If the machine is already registered and you want to drive its registered definition rather than the raw value, pull it back with machine-meta:

(machines/machine-transition (machines/machine-meta :auth.login/flow) snapshot event)

The same value runs in the browser and the JVM

The login-flow table above is plain data, so the very same value that renders a live Reagent form also unit-tests headless. The trick is a .cljc source file: it compiles under shadow-cljs for the browser demo and loads on the JVM for these tests.
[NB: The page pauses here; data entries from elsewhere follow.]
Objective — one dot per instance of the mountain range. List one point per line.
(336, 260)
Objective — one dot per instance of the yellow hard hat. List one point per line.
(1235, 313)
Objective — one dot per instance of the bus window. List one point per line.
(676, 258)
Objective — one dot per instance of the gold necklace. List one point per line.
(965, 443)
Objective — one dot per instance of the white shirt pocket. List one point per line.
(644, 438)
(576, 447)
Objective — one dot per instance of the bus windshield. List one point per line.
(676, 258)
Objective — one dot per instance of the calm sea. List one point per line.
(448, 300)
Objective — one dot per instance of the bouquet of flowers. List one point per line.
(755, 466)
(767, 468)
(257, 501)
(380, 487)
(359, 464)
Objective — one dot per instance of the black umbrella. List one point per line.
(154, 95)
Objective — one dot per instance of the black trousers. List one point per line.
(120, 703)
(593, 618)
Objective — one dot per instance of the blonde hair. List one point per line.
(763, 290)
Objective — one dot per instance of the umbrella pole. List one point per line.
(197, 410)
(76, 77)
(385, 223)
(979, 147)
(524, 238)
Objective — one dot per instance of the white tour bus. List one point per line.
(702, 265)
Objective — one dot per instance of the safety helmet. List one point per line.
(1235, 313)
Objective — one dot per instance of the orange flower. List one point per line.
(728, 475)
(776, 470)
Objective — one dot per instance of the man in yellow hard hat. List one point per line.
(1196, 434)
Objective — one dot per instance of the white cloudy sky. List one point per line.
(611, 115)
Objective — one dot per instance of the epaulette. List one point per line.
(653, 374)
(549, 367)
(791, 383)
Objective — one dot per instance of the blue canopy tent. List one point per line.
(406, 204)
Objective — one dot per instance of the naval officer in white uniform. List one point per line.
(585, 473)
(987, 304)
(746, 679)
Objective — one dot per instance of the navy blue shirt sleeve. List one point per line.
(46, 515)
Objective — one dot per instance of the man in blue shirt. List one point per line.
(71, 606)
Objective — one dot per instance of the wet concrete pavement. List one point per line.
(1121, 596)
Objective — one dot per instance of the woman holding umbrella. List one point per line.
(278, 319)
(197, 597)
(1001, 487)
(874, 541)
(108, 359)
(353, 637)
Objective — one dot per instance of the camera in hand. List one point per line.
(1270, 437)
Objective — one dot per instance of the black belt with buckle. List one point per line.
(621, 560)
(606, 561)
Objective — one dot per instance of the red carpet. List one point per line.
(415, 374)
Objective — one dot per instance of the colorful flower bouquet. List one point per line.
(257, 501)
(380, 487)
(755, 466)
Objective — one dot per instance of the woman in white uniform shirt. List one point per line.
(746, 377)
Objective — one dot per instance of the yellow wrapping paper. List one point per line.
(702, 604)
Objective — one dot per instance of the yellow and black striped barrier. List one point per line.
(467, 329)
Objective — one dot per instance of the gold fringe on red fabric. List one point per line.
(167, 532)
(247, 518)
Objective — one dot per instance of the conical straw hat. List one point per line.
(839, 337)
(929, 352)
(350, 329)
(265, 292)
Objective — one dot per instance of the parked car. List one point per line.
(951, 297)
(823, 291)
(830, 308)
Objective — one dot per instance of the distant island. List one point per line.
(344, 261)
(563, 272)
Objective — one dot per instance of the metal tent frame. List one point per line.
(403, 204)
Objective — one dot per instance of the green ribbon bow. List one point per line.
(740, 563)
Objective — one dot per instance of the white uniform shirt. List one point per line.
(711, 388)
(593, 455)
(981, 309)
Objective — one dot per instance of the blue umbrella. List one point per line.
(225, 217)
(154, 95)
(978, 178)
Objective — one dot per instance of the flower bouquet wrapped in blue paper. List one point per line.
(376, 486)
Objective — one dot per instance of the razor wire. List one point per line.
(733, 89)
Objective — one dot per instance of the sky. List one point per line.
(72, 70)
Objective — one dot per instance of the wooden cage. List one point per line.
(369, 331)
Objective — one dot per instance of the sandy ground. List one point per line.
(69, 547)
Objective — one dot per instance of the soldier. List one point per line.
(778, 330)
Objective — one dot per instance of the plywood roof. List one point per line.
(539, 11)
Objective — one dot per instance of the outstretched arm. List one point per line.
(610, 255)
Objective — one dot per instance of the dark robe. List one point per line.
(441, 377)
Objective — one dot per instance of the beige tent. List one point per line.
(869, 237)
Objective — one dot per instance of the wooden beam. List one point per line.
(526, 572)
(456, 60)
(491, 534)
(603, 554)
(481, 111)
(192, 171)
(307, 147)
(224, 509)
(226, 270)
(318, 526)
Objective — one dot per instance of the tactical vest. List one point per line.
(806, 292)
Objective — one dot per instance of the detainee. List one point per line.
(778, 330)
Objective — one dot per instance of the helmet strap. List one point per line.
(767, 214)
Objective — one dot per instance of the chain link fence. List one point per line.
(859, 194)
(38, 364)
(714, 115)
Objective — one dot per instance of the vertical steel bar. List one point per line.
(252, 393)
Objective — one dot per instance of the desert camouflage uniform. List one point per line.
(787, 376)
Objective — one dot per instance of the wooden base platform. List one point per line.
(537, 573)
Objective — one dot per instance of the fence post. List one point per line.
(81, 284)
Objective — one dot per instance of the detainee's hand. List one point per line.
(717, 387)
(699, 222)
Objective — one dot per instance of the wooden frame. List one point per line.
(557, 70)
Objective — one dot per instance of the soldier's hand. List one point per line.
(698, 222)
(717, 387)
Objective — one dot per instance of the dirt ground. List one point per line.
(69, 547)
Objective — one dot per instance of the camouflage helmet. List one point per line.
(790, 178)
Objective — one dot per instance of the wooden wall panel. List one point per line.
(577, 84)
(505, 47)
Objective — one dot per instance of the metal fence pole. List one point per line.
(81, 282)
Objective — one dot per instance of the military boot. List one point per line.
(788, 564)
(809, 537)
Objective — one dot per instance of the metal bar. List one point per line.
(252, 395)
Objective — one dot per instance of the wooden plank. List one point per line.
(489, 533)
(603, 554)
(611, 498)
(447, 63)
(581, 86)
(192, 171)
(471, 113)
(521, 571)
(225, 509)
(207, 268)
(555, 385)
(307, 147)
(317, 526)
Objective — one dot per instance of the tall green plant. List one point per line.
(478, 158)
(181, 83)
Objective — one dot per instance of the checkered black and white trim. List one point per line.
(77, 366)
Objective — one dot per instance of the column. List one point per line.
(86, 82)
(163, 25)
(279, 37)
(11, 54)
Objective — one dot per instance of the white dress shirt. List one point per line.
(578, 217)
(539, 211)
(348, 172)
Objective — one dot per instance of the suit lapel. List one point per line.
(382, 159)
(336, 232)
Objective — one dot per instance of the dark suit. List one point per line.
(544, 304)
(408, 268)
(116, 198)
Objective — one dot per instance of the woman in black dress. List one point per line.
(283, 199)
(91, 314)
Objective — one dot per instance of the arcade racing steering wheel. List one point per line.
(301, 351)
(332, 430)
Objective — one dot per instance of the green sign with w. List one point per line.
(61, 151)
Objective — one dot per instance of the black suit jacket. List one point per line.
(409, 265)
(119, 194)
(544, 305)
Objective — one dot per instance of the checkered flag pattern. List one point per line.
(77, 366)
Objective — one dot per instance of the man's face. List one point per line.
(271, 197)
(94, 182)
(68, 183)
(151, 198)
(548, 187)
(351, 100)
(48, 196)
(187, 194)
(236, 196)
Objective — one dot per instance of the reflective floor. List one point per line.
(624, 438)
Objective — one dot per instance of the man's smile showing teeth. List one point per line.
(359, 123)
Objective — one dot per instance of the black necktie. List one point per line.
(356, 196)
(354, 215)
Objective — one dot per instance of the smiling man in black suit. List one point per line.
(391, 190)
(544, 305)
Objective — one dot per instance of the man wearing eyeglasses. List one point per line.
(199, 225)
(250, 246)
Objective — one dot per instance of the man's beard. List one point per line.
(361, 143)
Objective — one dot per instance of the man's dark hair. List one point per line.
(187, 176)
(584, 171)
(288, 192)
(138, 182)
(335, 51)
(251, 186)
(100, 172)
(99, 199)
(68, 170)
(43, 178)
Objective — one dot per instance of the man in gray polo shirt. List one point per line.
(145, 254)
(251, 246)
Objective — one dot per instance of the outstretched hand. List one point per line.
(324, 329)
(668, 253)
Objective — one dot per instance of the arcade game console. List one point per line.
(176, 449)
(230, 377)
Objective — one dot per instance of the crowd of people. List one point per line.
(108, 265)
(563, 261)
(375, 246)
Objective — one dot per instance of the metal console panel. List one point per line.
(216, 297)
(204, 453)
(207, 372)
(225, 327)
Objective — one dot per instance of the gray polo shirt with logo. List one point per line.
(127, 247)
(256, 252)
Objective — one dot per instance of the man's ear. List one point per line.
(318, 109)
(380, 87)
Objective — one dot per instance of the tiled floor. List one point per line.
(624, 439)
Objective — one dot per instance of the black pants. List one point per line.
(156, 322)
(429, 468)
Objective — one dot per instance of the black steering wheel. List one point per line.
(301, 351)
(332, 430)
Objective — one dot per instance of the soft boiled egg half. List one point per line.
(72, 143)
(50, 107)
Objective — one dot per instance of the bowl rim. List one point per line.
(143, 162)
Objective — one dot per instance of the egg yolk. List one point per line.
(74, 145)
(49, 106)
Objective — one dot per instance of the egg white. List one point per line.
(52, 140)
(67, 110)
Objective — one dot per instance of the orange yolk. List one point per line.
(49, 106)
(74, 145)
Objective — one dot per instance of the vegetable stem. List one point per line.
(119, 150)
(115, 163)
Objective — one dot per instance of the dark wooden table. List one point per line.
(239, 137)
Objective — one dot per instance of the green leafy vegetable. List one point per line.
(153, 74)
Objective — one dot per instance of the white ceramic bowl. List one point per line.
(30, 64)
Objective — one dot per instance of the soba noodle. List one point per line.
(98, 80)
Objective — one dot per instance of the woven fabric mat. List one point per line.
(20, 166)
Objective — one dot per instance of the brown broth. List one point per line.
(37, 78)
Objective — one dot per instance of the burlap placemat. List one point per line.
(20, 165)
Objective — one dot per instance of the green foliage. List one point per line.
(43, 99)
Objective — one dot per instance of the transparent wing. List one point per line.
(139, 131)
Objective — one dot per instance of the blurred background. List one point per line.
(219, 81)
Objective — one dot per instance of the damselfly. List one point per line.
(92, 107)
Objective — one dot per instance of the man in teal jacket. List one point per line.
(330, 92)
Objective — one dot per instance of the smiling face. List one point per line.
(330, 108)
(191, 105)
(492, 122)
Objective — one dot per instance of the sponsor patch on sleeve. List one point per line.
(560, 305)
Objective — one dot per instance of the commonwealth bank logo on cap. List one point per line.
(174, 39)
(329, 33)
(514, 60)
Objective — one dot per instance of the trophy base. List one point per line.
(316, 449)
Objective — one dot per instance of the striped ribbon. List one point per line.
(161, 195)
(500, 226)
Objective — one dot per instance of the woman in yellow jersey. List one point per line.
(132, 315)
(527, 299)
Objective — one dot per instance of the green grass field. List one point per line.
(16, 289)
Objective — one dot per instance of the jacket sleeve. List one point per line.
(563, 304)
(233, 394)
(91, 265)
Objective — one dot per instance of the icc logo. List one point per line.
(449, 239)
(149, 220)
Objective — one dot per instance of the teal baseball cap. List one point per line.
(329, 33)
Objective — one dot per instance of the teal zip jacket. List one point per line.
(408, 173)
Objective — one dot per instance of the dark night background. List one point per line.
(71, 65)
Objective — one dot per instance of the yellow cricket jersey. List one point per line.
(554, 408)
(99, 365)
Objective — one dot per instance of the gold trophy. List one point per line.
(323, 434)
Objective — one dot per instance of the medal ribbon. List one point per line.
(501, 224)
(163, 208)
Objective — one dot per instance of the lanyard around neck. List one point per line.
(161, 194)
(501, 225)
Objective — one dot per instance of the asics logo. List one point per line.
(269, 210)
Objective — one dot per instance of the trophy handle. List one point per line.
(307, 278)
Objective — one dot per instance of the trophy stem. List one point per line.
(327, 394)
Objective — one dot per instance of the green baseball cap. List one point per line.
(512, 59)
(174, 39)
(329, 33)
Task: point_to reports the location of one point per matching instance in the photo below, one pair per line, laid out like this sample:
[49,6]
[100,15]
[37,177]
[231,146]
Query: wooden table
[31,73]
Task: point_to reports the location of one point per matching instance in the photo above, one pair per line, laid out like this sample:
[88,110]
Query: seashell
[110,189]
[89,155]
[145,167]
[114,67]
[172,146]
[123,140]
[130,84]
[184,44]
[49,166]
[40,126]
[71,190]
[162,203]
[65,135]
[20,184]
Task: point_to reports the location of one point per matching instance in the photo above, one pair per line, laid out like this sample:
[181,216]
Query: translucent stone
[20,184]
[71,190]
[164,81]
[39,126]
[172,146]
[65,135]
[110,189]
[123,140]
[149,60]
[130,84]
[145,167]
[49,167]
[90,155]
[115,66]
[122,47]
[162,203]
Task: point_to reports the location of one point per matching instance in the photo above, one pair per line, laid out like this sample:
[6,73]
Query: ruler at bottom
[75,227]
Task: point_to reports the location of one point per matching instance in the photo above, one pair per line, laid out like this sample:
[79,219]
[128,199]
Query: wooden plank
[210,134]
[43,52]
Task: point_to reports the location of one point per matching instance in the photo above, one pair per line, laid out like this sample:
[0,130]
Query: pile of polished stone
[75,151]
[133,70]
The worked example at examples/capabilities/machines/state_machine_walkthrough/ does exactly this — one table, two lives — and its headless scenarios run on every CI pass.

Three test levels

machine-transition is the fastest of three levels that fall out of the machine being a pure factory — no new test primitive needed:

Level What you test Speed Can't reach
1 — machine-transition FSM logic, guards, action effect shapes fastest snapshot/db plumbing, fx integration
2 — unregistered handler fn handler-level wiring, :data-to-:db lowering fast dispatch pipeline, spawn lifecycle
3 — registered in a test frame full integration: trace events, drain, spawn/destroy, cross-actor messaging slowest nothing

Most logic lives at Level 1. Reach for Level 3 only for spawned-actor patterns, where the whole point is that a handler gets registered dynamically and the parent can dispatch to it.

The test is the transition function

A machine-transition test is literally (fn definition snapshot event) — nothing to instantiate, you assert the behavioural contract (state, event) → next state + effects directly.

See machine-transition and machine-meta in the API reference.